Fix for Exchange 2000 causes mail snags

Posted Thursday, the patch was intended to repair a vulnerability in Microsoft's Exchange 2000 mail server, but instead, caused serious mail problems, according to several users.

"We have had severe email problems since applying the fix," wrote Trey Carr, IS manager at ZonaFinanciera.com. "I guess MS is getting in too big of a hurry to test their hotfixes before they post them.... Our ability to send and receive mail was completely stopped by this 'fix'. I am using (a Web-based email service) to send (this message) because our server is completely hung." On Friday, Microsoft pulled the patch, replacing it with a simple statement.

"Due to a problem that was discovered in this hotfix, the binaries have been removed," read the explanation on the software giant's download site. "An updated version of this fix will be released by Monday, June 11th at the latest."

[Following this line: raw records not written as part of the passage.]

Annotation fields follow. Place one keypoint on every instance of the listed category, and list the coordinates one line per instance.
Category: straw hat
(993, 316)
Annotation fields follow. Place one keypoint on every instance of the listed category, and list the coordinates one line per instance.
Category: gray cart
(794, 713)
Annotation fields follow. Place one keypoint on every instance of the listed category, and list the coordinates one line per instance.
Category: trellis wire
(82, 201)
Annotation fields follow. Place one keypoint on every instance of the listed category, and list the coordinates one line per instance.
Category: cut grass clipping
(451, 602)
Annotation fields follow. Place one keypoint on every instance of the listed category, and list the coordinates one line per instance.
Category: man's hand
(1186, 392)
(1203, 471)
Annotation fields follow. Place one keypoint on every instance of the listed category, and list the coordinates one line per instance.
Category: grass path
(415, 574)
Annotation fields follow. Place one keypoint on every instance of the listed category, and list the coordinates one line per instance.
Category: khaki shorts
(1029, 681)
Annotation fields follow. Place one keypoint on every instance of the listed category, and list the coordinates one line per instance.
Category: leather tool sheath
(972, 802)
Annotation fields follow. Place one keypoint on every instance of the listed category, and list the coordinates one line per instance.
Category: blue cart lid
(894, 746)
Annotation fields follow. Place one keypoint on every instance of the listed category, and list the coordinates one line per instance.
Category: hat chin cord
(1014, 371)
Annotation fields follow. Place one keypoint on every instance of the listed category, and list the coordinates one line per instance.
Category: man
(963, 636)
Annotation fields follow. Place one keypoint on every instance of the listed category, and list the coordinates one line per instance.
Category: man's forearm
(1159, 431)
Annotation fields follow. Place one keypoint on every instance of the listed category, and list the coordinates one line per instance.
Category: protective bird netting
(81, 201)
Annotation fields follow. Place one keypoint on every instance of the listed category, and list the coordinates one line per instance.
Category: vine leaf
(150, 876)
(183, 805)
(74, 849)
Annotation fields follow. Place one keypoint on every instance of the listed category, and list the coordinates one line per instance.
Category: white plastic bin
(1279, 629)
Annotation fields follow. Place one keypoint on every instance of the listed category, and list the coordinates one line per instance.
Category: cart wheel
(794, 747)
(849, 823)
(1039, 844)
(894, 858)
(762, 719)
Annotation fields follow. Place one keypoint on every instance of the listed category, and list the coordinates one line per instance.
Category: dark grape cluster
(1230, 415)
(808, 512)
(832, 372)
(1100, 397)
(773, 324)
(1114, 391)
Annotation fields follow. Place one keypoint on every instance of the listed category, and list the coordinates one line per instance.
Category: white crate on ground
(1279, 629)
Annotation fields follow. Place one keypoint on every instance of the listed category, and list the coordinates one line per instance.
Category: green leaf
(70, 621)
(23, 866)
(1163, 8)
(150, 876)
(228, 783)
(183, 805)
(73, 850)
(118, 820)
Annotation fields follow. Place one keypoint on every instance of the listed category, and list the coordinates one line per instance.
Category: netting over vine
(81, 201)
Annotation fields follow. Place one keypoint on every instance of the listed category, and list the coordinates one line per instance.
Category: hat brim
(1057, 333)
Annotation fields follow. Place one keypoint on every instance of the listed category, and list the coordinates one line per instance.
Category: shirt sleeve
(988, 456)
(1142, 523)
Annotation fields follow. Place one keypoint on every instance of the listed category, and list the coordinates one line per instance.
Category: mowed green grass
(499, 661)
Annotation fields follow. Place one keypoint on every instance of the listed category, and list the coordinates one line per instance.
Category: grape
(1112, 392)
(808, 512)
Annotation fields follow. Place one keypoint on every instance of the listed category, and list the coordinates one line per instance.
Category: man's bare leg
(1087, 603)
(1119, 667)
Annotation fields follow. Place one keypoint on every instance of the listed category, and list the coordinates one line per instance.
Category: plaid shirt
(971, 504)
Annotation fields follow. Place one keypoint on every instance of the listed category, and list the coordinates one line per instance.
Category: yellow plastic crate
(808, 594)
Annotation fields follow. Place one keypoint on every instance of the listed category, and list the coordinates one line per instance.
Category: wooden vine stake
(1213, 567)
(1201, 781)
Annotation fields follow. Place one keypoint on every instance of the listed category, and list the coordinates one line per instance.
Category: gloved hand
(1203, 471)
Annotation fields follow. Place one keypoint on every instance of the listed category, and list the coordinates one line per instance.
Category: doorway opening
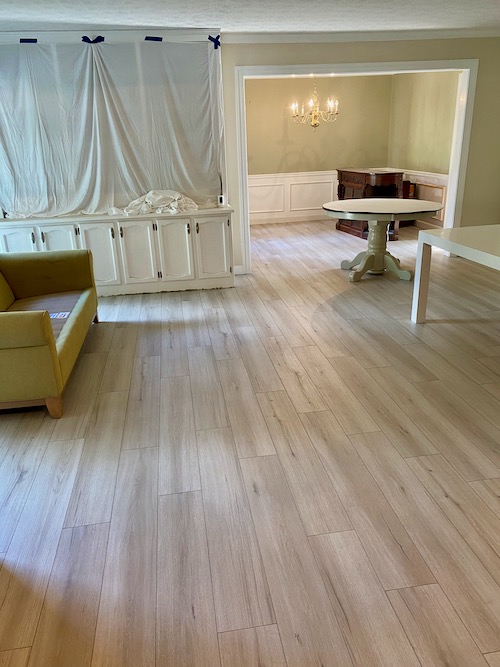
(467, 74)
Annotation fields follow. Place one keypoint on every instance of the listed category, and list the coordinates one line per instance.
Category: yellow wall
(422, 116)
(358, 138)
(482, 195)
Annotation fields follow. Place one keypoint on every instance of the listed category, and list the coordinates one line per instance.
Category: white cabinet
(130, 255)
(213, 247)
(137, 244)
(18, 238)
(175, 249)
(100, 238)
(58, 237)
(33, 238)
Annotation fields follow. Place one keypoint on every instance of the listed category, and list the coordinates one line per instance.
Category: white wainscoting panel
(429, 186)
(285, 197)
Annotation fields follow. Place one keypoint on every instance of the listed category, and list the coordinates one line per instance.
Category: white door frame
(461, 130)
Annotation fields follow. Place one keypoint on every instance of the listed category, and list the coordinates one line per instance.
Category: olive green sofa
(48, 301)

Microsoft announced Thursday that a security hole existed in the Outlook Web Access module included in Exchange 2000. The module allows people to read mail remotely using a Web browser, but the hole meant online vandals could manipulate the program and delete, modify or add data to a person's mailbox.

As of Friday, Microsoft was unable to confirm whether the problem with the patch actually existed.

"We received some technical report of potential issues with the bulletin," said a Microsoft representative. "So we have pulled down the patch while (we) check."